OPINION/EDITORIAL  Barring a major catastrophe that keeps most of rural Kansas from making it to the polls on Nov. 8, Kansas’ electoral vote for the President will go to Donald Trump.  While, your vote may not make a big difference in that race, where it will go a long way will be on votes for members of the Kansas House and Senate, on a handful of local races, and on the retention vote for Kansas Supreme Court Judges. 

In most of the state house and senate races featuring African-American candidates, these candidates don’t face any opposition.  KS Rep Gail Finney, says that isn’t by chance, but by plan. 

“They don’t run anyone against us as a strategy to keep people of color from showing up at the poll,”  says Finney.  “They figure our constituents will think, ‘Gail and Oletha don’t have any opposition, I don’t have to bother to come out and vote.’” 

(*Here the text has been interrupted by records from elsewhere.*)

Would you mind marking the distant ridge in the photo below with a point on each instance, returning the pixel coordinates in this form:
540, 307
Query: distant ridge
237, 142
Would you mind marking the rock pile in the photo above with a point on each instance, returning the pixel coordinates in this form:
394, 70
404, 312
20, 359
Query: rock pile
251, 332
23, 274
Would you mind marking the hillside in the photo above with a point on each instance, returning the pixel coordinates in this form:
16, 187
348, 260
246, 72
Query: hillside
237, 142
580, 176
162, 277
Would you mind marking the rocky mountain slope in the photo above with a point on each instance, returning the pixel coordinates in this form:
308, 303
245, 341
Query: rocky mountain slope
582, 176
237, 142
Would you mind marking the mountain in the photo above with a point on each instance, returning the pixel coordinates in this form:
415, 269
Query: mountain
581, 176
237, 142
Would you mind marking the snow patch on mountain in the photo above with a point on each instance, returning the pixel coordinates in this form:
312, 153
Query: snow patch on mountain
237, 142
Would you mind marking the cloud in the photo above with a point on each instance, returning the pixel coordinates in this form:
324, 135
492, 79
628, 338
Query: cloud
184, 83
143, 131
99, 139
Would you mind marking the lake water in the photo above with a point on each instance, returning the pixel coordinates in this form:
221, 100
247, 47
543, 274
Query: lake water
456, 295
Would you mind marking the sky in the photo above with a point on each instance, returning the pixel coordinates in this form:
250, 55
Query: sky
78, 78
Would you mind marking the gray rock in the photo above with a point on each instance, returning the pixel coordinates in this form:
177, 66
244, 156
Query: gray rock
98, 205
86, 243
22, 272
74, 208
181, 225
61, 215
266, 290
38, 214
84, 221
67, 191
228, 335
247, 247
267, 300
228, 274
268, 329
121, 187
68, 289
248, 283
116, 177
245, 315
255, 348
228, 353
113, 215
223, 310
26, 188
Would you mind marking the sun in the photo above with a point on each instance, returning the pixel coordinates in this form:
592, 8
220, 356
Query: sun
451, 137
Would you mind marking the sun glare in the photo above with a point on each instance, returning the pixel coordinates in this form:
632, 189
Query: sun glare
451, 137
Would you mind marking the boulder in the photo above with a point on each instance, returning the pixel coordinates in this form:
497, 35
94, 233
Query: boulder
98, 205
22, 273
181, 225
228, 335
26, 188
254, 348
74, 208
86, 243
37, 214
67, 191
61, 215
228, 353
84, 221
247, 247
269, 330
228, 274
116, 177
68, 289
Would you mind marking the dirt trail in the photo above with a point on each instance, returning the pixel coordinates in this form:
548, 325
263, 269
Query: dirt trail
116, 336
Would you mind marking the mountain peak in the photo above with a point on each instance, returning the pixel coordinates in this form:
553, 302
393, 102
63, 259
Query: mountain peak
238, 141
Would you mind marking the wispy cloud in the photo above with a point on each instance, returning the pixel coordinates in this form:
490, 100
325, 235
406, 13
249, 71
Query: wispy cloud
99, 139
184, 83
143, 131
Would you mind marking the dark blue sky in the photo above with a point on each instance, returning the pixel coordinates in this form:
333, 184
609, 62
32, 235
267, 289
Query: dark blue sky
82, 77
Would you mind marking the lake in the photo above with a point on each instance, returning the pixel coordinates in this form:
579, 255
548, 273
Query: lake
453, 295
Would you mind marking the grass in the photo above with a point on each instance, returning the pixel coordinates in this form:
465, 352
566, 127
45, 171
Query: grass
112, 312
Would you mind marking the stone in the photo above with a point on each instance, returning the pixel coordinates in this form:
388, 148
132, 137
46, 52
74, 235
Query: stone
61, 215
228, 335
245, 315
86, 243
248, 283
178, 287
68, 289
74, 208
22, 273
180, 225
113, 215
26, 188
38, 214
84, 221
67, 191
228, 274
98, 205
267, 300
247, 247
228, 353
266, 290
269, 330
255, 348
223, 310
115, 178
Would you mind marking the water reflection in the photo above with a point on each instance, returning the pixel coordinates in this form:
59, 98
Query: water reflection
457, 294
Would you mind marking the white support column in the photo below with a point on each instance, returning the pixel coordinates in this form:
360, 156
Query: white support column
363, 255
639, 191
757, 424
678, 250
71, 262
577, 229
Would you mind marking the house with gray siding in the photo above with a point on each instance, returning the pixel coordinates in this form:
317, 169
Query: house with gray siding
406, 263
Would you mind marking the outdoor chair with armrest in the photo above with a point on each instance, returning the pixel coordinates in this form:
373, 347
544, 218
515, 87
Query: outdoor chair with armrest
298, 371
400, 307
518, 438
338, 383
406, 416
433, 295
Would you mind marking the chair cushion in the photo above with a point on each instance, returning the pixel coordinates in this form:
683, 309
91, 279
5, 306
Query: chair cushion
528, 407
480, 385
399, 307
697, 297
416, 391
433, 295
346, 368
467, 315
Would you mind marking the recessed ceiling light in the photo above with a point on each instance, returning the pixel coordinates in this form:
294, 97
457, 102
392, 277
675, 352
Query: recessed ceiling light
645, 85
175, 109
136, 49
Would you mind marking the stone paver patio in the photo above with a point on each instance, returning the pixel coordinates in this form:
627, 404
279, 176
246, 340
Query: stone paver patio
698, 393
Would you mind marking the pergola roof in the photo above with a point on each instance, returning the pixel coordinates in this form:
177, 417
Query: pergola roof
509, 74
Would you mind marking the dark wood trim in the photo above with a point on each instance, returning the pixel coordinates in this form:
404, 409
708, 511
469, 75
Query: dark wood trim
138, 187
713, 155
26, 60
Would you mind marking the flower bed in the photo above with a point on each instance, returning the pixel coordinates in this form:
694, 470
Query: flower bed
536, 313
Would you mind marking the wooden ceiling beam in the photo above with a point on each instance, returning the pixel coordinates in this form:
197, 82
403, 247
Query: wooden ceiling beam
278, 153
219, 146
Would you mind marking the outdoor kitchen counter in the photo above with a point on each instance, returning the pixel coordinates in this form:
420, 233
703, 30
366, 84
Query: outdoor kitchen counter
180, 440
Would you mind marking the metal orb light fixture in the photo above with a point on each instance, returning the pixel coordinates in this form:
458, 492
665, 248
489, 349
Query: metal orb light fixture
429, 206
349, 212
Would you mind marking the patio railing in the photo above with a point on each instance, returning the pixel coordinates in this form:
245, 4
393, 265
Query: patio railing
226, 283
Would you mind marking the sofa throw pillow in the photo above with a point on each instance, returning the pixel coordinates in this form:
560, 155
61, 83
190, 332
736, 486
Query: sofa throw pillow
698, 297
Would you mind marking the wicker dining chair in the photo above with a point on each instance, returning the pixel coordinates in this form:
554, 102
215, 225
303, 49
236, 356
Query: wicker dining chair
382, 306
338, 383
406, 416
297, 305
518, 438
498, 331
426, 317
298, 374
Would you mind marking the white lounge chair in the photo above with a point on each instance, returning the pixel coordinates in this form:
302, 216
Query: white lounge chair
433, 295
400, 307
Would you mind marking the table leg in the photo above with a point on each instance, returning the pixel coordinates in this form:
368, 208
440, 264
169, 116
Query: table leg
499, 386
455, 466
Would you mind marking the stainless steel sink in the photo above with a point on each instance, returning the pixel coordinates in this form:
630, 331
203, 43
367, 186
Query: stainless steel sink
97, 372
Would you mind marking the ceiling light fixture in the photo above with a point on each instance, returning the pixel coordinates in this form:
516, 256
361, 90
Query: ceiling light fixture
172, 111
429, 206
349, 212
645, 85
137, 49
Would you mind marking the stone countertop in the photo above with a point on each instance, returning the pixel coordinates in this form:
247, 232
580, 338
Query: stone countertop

Not showing up is exactly what they want.  Not for Gail and Oletha’s races, but for other races that if you show up for, you might influence the outcome.  If our community stays at home, they can easily win in other more important races, like the Kansas Supreme Court retention races.   

In case you missed it, our cover story in the Oct. 20, 2016 Community Voice, took on the issue of the judicial elections.  Mostly ignored in the past, this year big money is being put behind these elections with two sides painting conflicting views about the quality and motives of four members of the Kansas Supreme Court who are up for a retention vote. 

These are non-partisan races which makes it particularly difficult for people to make a quick analysis of the justices based on “D” for Democrat or “R” for Republican.  To make an informed decision, you need to understand what’s behind the push, and you need to follow the money. 

Well following the money isn’t necessarily easy in this case, because of a loop hole in Kansas’ law that doesn’t require the source of spending in these races to be clearly identified.  However you can clearly discern the issue based on a conservative versus and more moderate agenda. 

Kansas conservatives are displeased with the judges because they’ve ruled in ways they don’t agree with, i.e. requiring the State legislature to adequately fund Kansas schools.  In addition, based on technicalities, the judges overturned the life sentence ruling in a couple of cases, including the case of Wichita’s notorious murderers, the Carr brothers. 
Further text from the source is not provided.